Jörg Öhler

Veränderung

Manchmal braucht es einen gewaltigen Schock, so etwas wie einen Unfall, einen Überfall oder
sonst eine Art von Nahtoterfahrung, um einen Menschen zu ändern. Meistens müssen wir in
unseren Grundfesten erschüttert werden, um aus unserer Haut zu fahren und etwas komplett anderes
aus unserem Leben zu machen.
Der Moment in dem Ralf beschloss sein Leben zu ändern hatte nicht einmal annähernd etwas so
dramatisches an sich, als dass jemand hätte nachvollziehen können, warum er sich gerade jetzt dazu
entschloss. Deshalb kam die Entscheidung, sein Leben komplett auf den Kopf zu stellen sogar für
ihn selbst etwas überraschend.
Es geschah nach dem 3. Schluck von seinem 2.Bier an einem Dienstagabend, den er einmal mehr in
seiner Stammkneipe verbrachte. Zuerst erschrak er darüber, was er gerade dachte. Doch dann fiel
ihm auf, dass diese Gedanken eigentlich gar nicht so neu und überraschend waren. Bisher hatte er
sie einfach nur nicht zu Ende gedacht.
Er wusste nicht mehr genau wann er begonnen hatte sie zu denken, aber es musste wohl irgendwann
vor einem halben Jahr gewesen sein als ihm anfing zu dämmern, dass er mit offenen Augen und
schnellen Schrittes in eine Sackgasse rannte, deren Ende er zwar noch nicht sehen konnte aber von
der er wusste, dass sie ihn außer gegen eine Wand aus Stumpfsinn nirgendwo hinführen würde.

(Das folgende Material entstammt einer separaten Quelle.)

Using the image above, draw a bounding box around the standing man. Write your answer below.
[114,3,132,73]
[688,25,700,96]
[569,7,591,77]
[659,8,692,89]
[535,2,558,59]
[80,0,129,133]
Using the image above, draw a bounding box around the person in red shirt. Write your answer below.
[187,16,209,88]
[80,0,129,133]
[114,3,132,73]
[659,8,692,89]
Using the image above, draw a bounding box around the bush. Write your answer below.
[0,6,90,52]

Lächelnd griff Ralf nach seinem Glas und nahm noch einen Schluck. „Willst du noch was?“, fragte
Babsi, die heute wieder hinter dem Tresen stand an dem er alleine saß. „Ne, danke, hab noch.“
Geistesabwesend schüttelte er den Kopf, als ob er die Gedanken einfach so wie ein lästiges Insekt
abschütteln könnte. Doch dieses Mal war das nicht möglich. Er hatte einen Schritt weiter gedacht
als sonst und konnte jetzt einfach nicht mehr zurück.
Aus seinem Lächeln wurde ein breites Grinsen. Jetzt, da er aufgehört hatte sich darüber zu wundern
was er dachte, begann er, sich damit auseinander zusetzen. Und es gefiel ihm was ihm da durch den
Kopf ging, den nicht nur er regelmäßig als den größten Dickschädel diesseits des Äquators
bezeichnete.
Immer noch grinsend leerte er sein Glas und schaute dabei auf seinen Arm, wo sich eine Gänsehaut
gebildet hatte. Das passierte immer wenn er sich in seinen Gedanken verlor. Doch an diesem
Dienstagabend kam noch etwas anderes dazu. Es war nicht direkt Angst, aber es ging doch in diese
Richtung. Was er vor hatte, war bei 210 die Handbremse zu ziehen und einen U-Turn zu fahren.
„Beser, als die Karre mit Vollgas gegen die Wand zu setzen“, murmelte er vor sich hin.
„Ralf, alles klar bei dir?“ Leicht erschrocken fuhr er zusammen und drehte sich zu Babsi um, die
sich unbemerkt hinter ihn gestellt hatte. „Ob du's glaubst oder nicht, aber besser ging's mir schon 'ne
ganze Weile nicht mehr.“ „Freut mich zu hören. Du hast in letzter Zeit schon ganz schön down
gewirkt. Möchtest du noch was?“ „Ne, danke, was ich jetzt gerade brauche ist 'ne Nase voll
Sauerstoff und deutlich mehr Platz für meine Gedanken. Man sieht sich nächsten Dienstag.“
Ralf stand auf, umarmte die leicht verdutzt dreinschauende Babsi zum Abschied und lief – immer
noch grinsend – nach Hause.
Manchmal braucht es einen gewaltigen Schock um ein Leben zu verändern. Aber ab und zu
verändert sich ein Leben auch zwischen dem 3. und 4. Schluck Bier an einem Dienstagabend in
einer heruntergekommenen Dorfkneipe.
Egal wie, danach ist das Leben jedenfalls nicht mehr wie zuvor.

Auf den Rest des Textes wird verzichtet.